By Alan Baldwin
AUSTIN, Texas (Reuters) - McLaren's Fernando Alonso, who made a big impression in the Indianapolis 500 this year, could enter the Daytona 24 Hours sportscar race in January ahead of a later attempt to win Le Mans.
The double Formula One world champion, now confirmed for another year at McLaren, told reporters at the U.S. Grand Prix that Daytona was under consideration.
"The first priority was to finalise the F1 deal and now that is done, I will look at the other options," he said when asked specifically about Daytona.
"For the Indy 500 it was a nice experience, I felt very competitive but it was a big challenge that I took from zero, from no testing, not any similar race before it.
"If I want to prepare Le Mans, maybe there are other possibilities to prepare Le Mans a little bit better than I prepared the Indy 500."
McLaren executive director Zak Brown said Alonso's new multi-year agreement allows him to race in other events so long as the Formula One team's activities are not compromised.
Alonso missed the Monaco Grand Prix to race at Indianapolis this year but that was fully sanctioned by the team and Honda because of their dismal performance in the Formula One championship.
McLaren expect to be much more competitive next season with a switch to Renault engines but Le Mans would still be a possibility because that endurance classic does not clash with any grand prix.
"If Fernando wants to do Daytona and we have a seat available, we would put his name on it happily," said Brown, whose United Autosports team has an entry to that race.

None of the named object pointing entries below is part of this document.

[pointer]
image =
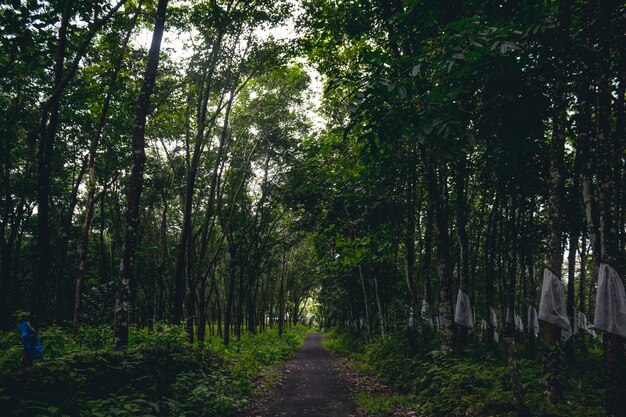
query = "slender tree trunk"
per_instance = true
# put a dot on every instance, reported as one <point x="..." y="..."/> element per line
<point x="490" y="270"/>
<point x="281" y="297"/>
<point x="120" y="328"/>
<point x="91" y="169"/>
<point x="437" y="193"/>
<point x="409" y="243"/>
<point x="47" y="131"/>
<point x="461" y="232"/>
<point x="614" y="356"/>
<point x="554" y="261"/>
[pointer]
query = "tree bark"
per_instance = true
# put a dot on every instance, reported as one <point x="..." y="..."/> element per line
<point x="120" y="328"/>
<point x="91" y="170"/>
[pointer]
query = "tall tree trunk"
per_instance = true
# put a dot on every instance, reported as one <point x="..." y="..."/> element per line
<point x="490" y="270"/>
<point x="47" y="131"/>
<point x="120" y="328"/>
<point x="437" y="193"/>
<point x="461" y="232"/>
<point x="554" y="261"/>
<point x="409" y="242"/>
<point x="281" y="296"/>
<point x="91" y="169"/>
<point x="614" y="358"/>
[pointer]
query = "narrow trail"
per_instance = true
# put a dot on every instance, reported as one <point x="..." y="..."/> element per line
<point x="313" y="387"/>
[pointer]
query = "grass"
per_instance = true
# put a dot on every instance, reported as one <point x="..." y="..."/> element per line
<point x="477" y="383"/>
<point x="160" y="374"/>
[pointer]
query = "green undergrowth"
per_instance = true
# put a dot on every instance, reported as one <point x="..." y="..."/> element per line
<point x="160" y="374"/>
<point x="434" y="382"/>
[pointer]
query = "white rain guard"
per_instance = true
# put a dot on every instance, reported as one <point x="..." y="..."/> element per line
<point x="493" y="319"/>
<point x="610" y="313"/>
<point x="463" y="312"/>
<point x="566" y="334"/>
<point x="474" y="315"/>
<point x="425" y="313"/>
<point x="552" y="303"/>
<point x="533" y="320"/>
<point x="519" y="325"/>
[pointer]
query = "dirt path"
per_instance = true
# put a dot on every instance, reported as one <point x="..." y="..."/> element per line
<point x="313" y="386"/>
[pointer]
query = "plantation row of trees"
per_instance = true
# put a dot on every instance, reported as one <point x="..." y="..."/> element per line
<point x="469" y="146"/>
<point x="142" y="186"/>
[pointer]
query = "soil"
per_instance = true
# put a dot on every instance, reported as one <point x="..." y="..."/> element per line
<point x="313" y="386"/>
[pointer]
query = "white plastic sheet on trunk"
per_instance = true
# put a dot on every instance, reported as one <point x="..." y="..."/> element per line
<point x="552" y="303"/>
<point x="425" y="313"/>
<point x="533" y="321"/>
<point x="463" y="315"/>
<point x="610" y="315"/>
<point x="474" y="315"/>
<point x="519" y="325"/>
<point x="493" y="319"/>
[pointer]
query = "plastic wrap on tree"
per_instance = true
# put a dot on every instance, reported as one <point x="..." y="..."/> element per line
<point x="519" y="325"/>
<point x="463" y="311"/>
<point x="508" y="318"/>
<point x="493" y="318"/>
<point x="32" y="344"/>
<point x="425" y="313"/>
<point x="533" y="320"/>
<point x="552" y="303"/>
<point x="584" y="325"/>
<point x="610" y="314"/>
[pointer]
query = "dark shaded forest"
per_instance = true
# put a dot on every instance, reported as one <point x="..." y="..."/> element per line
<point x="440" y="186"/>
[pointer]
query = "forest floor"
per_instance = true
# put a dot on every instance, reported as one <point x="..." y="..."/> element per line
<point x="316" y="383"/>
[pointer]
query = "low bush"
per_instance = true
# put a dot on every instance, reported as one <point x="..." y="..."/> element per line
<point x="475" y="383"/>
<point x="160" y="374"/>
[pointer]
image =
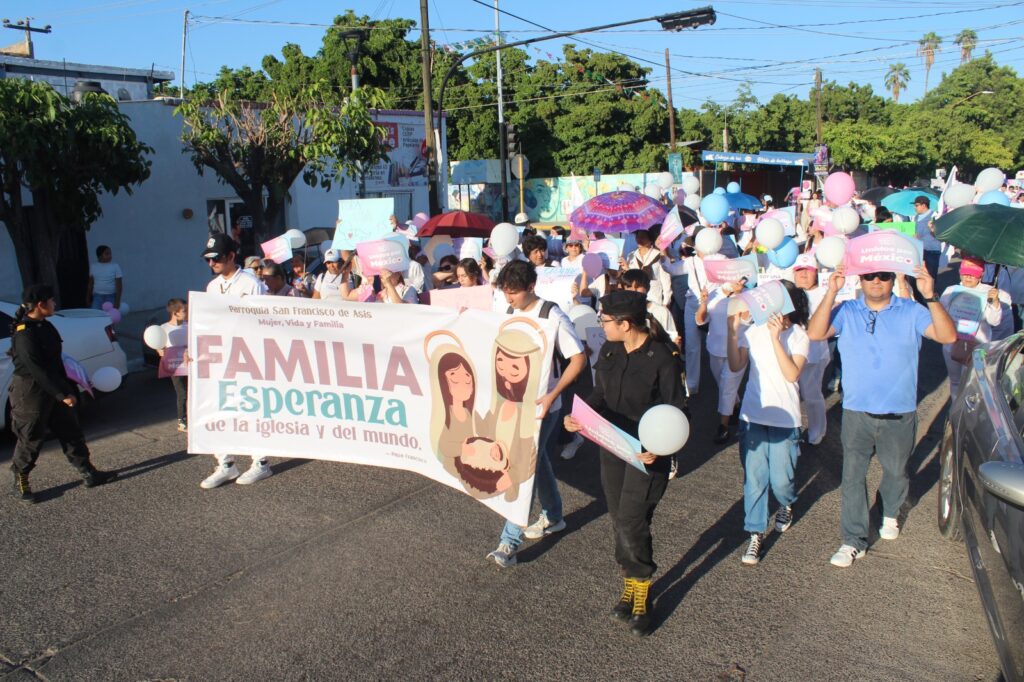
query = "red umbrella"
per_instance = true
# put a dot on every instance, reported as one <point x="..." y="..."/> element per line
<point x="458" y="223"/>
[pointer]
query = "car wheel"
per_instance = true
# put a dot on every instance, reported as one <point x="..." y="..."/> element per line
<point x="948" y="508"/>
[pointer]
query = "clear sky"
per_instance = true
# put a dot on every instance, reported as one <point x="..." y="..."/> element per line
<point x="774" y="44"/>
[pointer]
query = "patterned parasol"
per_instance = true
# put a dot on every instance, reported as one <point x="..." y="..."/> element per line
<point x="619" y="212"/>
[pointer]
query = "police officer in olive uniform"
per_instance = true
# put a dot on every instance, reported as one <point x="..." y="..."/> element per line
<point x="41" y="396"/>
<point x="635" y="371"/>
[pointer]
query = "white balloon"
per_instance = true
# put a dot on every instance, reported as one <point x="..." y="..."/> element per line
<point x="295" y="238"/>
<point x="769" y="232"/>
<point x="845" y="219"/>
<point x="708" y="241"/>
<point x="155" y="337"/>
<point x="958" y="195"/>
<point x="664" y="430"/>
<point x="504" y="239"/>
<point x="107" y="379"/>
<point x="988" y="179"/>
<point x="830" y="251"/>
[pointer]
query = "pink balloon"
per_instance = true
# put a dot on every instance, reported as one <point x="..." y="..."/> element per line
<point x="840" y="188"/>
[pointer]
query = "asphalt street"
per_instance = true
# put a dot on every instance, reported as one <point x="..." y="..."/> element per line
<point x="340" y="571"/>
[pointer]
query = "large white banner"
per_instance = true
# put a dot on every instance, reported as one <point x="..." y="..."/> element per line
<point x="448" y="394"/>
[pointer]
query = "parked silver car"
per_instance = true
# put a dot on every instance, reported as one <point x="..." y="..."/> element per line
<point x="981" y="489"/>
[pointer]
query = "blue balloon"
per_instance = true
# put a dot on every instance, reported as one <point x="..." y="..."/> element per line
<point x="993" y="197"/>
<point x="784" y="255"/>
<point x="715" y="208"/>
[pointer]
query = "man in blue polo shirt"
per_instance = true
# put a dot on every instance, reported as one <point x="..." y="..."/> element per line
<point x="880" y="341"/>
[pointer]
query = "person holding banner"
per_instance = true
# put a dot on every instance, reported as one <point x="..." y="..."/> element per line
<point x="633" y="373"/>
<point x="880" y="340"/>
<point x="769" y="414"/>
<point x="517" y="281"/>
<point x="220" y="255"/>
<point x="976" y="309"/>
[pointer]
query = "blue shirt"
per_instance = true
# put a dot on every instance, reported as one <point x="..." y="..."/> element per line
<point x="924" y="233"/>
<point x="880" y="369"/>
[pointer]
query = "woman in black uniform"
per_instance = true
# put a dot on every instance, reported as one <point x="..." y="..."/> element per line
<point x="634" y="372"/>
<point x="41" y="395"/>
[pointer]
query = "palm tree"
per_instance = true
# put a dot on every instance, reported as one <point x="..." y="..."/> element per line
<point x="968" y="40"/>
<point x="896" y="79"/>
<point x="928" y="47"/>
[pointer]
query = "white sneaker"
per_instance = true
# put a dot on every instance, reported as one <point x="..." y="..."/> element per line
<point x="542" y="526"/>
<point x="571" y="446"/>
<point x="222" y="474"/>
<point x="846" y="555"/>
<point x="889" y="529"/>
<point x="258" y="471"/>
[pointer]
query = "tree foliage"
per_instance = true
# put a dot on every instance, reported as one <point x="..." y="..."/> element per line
<point x="61" y="157"/>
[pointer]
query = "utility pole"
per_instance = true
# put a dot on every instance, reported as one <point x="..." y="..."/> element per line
<point x="184" y="35"/>
<point x="428" y="112"/>
<point x="672" y="110"/>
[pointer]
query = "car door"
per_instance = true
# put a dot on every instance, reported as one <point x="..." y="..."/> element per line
<point x="991" y="431"/>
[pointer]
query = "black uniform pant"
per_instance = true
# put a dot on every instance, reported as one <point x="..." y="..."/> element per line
<point x="632" y="497"/>
<point x="32" y="413"/>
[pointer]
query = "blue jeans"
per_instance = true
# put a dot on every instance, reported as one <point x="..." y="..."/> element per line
<point x="545" y="485"/>
<point x="99" y="299"/>
<point x="769" y="455"/>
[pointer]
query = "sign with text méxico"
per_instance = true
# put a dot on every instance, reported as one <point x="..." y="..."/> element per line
<point x="363" y="220"/>
<point x="428" y="389"/>
<point x="883" y="251"/>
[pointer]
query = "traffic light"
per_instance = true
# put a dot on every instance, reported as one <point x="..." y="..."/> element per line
<point x="511" y="141"/>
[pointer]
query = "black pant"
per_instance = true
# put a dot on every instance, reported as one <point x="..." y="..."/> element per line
<point x="632" y="498"/>
<point x="181" y="393"/>
<point x="32" y="413"/>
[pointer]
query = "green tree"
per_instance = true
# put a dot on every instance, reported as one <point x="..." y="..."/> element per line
<point x="62" y="156"/>
<point x="968" y="41"/>
<point x="896" y="79"/>
<point x="928" y="47"/>
<point x="260" y="147"/>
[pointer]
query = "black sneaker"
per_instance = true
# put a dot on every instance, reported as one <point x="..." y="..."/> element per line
<point x="722" y="436"/>
<point x="22" y="488"/>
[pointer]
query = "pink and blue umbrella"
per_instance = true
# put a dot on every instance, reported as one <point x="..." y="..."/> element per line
<point x="619" y="212"/>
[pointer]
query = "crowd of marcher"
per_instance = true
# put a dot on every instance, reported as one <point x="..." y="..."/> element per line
<point x="659" y="312"/>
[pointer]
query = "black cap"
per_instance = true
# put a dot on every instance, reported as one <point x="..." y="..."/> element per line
<point x="625" y="304"/>
<point x="219" y="245"/>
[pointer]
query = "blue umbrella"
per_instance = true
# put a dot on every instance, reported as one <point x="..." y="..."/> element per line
<point x="742" y="202"/>
<point x="902" y="202"/>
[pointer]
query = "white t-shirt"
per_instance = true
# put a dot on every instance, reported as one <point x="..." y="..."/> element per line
<point x="103" y="275"/>
<point x="329" y="286"/>
<point x="177" y="335"/>
<point x="567" y="342"/>
<point x="240" y="284"/>
<point x="818" y="351"/>
<point x="770" y="399"/>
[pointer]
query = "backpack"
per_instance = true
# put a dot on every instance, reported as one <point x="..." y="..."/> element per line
<point x="584" y="384"/>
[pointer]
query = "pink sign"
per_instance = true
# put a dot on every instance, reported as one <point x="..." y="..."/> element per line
<point x="279" y="249"/>
<point x="883" y="251"/>
<point x="607" y="435"/>
<point x="380" y="255"/>
<point x="732" y="269"/>
<point x="463" y="298"/>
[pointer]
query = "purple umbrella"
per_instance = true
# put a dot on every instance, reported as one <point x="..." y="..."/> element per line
<point x="619" y="212"/>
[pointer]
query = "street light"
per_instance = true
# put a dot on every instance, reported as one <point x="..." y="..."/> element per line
<point x="690" y="18"/>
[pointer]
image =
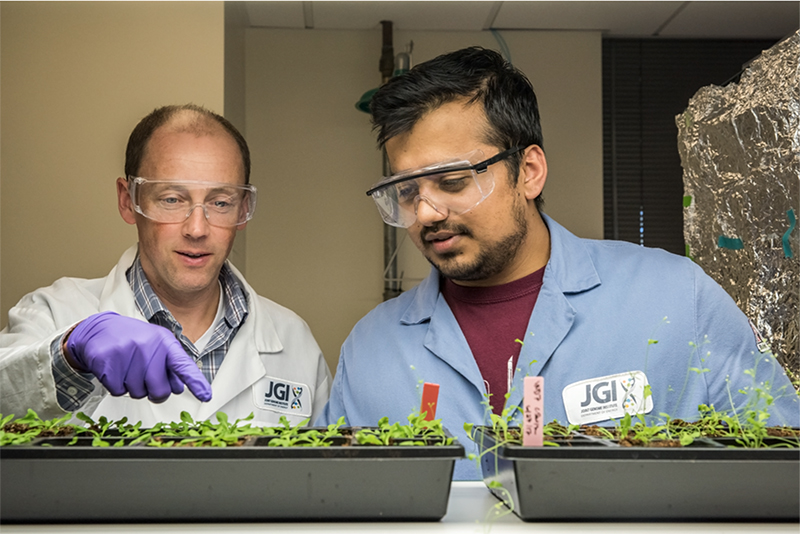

"We've started joking around about it, and we saw where jokes got us last time," added the American.
Alonso first started discussing the Indy 500 with Brown after a comment made in jest before Formula One's Australian season-opener in March.
"Zak asked me (about) my ambitions and my plans for the future. So I mentioned the Triple Crown. To be the best driver in the world," Alonso said back in April when relating how the Indy plan came about.
"I have to either win eight world championships, and have one more than Michael Schumacher, or be winning different series."
The Triple Crown -- variously interpreted as the F1 championship, Le Mans and Indy 500 or the Monaco GP and the same two races -- has been achieved only by Briton Graham Hill.
Alonso has won both Monaco and the world championship and led at Indianapolis before his car's Honda engine expired. The Spaniard said he had not yet spoken to any team about a Le Mans race seat.
"If the opportunity comes, I will try to exploit that opportunity," he said.
"If that is something that makes sense, as we did with the Indy 500, we will try to do it."